Just ask running back Earnest Byner and defensive lineman Eric Williams.
The Washington Redskins veterans, both 31, seem to be losing the battle in their 10th season.
Born a month apart in 1962, the two joined the Redskins in trades that rejuvenated their careers, Byner in 1989 and Williams in 1990.
Both started on the 1991 Super Bowl championship team, and Byner had two 1,000-yard seasons before falling just short (998) last year.
This year, though, has been one of frustration, as both have seen limited action and watched the Redskins (1-4) struggle.
Byner is being phased out of the offense and Williams, who has missed the past two games with injuries, said he probably will retire at the end of the season.

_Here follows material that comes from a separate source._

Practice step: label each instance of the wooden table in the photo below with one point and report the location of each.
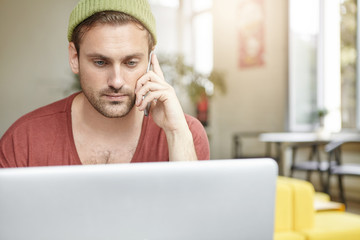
(281, 138)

Byner is healthy but has been replaced by younger, faster running backs. He has carried just three times for 11 yards, and yesterday he couldn't hide his frustration.

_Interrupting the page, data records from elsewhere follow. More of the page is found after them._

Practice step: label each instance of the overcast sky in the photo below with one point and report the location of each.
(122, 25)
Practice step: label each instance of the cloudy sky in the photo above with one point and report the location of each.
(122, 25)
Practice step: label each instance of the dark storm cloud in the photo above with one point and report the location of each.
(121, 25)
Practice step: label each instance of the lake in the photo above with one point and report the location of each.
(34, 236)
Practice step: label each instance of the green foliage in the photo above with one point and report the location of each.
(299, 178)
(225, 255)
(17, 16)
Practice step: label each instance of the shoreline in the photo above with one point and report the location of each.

"I know I can still play," he said. "It's not a question of whether I can make plays. I don't fight it because I don't want to be a distraction."

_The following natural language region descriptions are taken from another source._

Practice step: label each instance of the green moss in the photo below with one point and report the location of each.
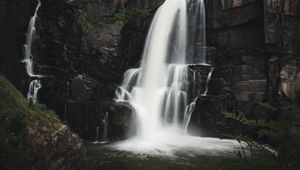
(15, 115)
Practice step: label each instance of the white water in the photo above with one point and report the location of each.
(159, 89)
(35, 85)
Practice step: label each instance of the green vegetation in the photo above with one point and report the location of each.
(85, 19)
(270, 144)
(124, 15)
(15, 116)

The Redskins have a simple explanation for Byner's reduced role. Offensive coordinator Rod Dowhower said Reggie Brooks is the starter and Brian Mitchell is a receiver-runner. As the team has emphasized the three-receiver set and the two-tight-end alignment, it hasn't used the two-back set.
Meanwhile, Byner can only ponder his future as a free agent next year. With a salary in the $1 million range, he doesn't know what the market will be.
"I'm hoping they'll change that thing and make it a soft cap or something," he said. "A lot of guys are going to take pay cuts. Guys like myself . . . it's going to hurt."
Williams, meanwhile, knows what his future is. His hip is in such bad shape -- he has a congenital condition -- that he figures this is his last season.
"At least, I know in my heart and I think the people know this is my last go-around," he said.
Williams has missed the past two games and just hopes he can play again this year because the team is short of defensive linemen.
He returned to practice yesterday and was encouraged. "My biggest concern was that I'd fall down and be carried off," he said.
He'll have a better idea today if he can play again when he finds out if practicing inflamed his hip.
NOTES: Four of the team's 10 defensive linemen -- Charles Mann (knee), Jason Buck (shoulder), Shane Collins (foot) and Tim Johnson (thigh) -- didn't practice. Mann and Buck won't be able to play Sunday in Phoenix, but the Redskins still hope Collins and Johnson may be able to go.